OCR

Optical Character Recognition (OCR) translates images of text, such as scanned and redacted documents, into actual text characters. There are three main steps involved in OCRing documents:

  1. Defining a production or saved search that contains the documents you want to OCR. See Creating or editing a saved search or Production sets.
  2. Creating an OCR profile. See Creating and editing an OCR profile.
  3. Creating an OCR set that references your OCR profile. See Creating and editing an OCR set.

With OCR you can view and search on text that's normally locked inside images. It uses pattern recognition to identify individual text characters on a page, such as letters, numbers, punctuation marks, spaces, and ends of lines.

This page contains the following sections:

See these related pages:

See this related recipe:

  • OCR redacted production documents and export text

Creating and editing an OCR profile

An OCR profile is a saved, reusable set of parameters that you use when creating an OCR set. To run an OCR job, you must first create an OCR profile.

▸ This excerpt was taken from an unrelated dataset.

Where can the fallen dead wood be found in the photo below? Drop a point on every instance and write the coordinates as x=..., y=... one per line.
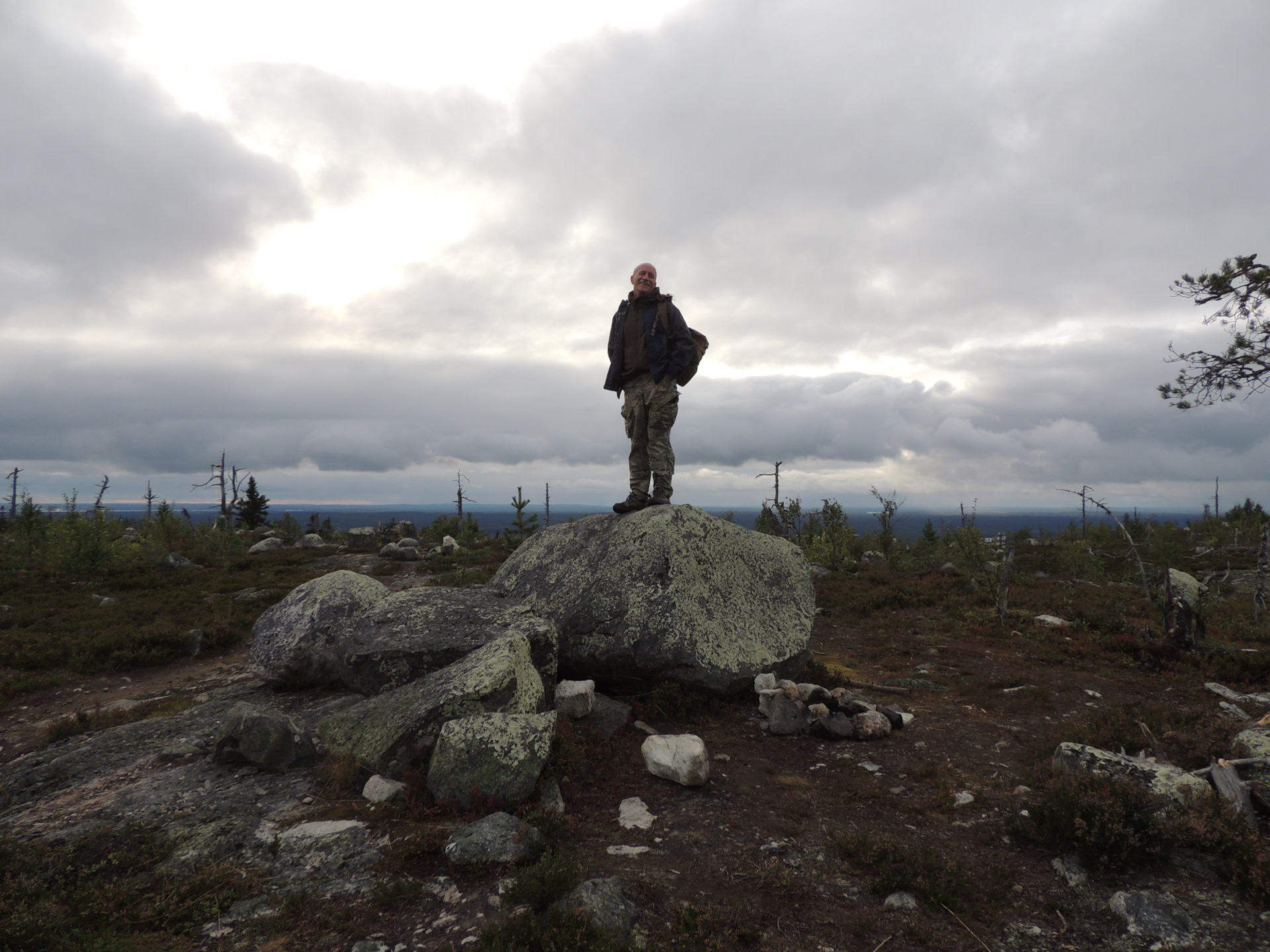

You don't have to create a profile for every OCR set you create. You can use only one profile for all sets. However, you may want to have multiple profiles saved with different accuracy or language settings to use for different document sets you plan to OCR.

To create an OCR profile, follow these steps:

  1. Click the OCR Profiles tab under the OCR tab.
  2. Click New OCR Profile.
  3. Complete the fields on the form. See Fields.
  4. Click Save.

Fields

Complete the following OCR profile fields:

OCR Profile layout

  • Name - the name of the profile.
  • Preprocess Images - enhances the images to get rid of distortions before OCRing. If you set this to Yes, preprocessing occurs before the OCR engine attempts to recognize characters. This improves the accuracy of the results while significantly slowing down job completion. Setting preprocess images to Yes also arranges for any or all of the following sub-processes:
    • To improve visibility, resolution enhancement increases pixel density to 1.5 to 2 times of that of the original image.
    • Text line straightening removes the distortion that occurs when capturing curved book pages.
    • Removing parallax distortion assists in situations in which the camera is not perpendicular to the page and the image is flawed as a result; for best results, the image should contain at least six lines of justified text.
    • Deskewing corrects documents that became slanted during scanning.
  • Auto-Rotate Images - makes the OCR engine detect page positioning, and then reposition the page accordingly. This can potentially impact the accuracy of OCR results. The rotated image is not saved back to Relativity in rotated position.
  • Languages - the language(s) you want the OCR engine to recognize while running the job. Click ellipsis button to choose from a list of languages. If the saved search or production you plan to use as your document set contains multiple languages, you may want to select more than one from this list. See Supported languages matrix
  • Note: If the saved search or production you use contains multiple languages and you only select one language from the list, the OCR uses the individual characters of the selected language to OCR all the text.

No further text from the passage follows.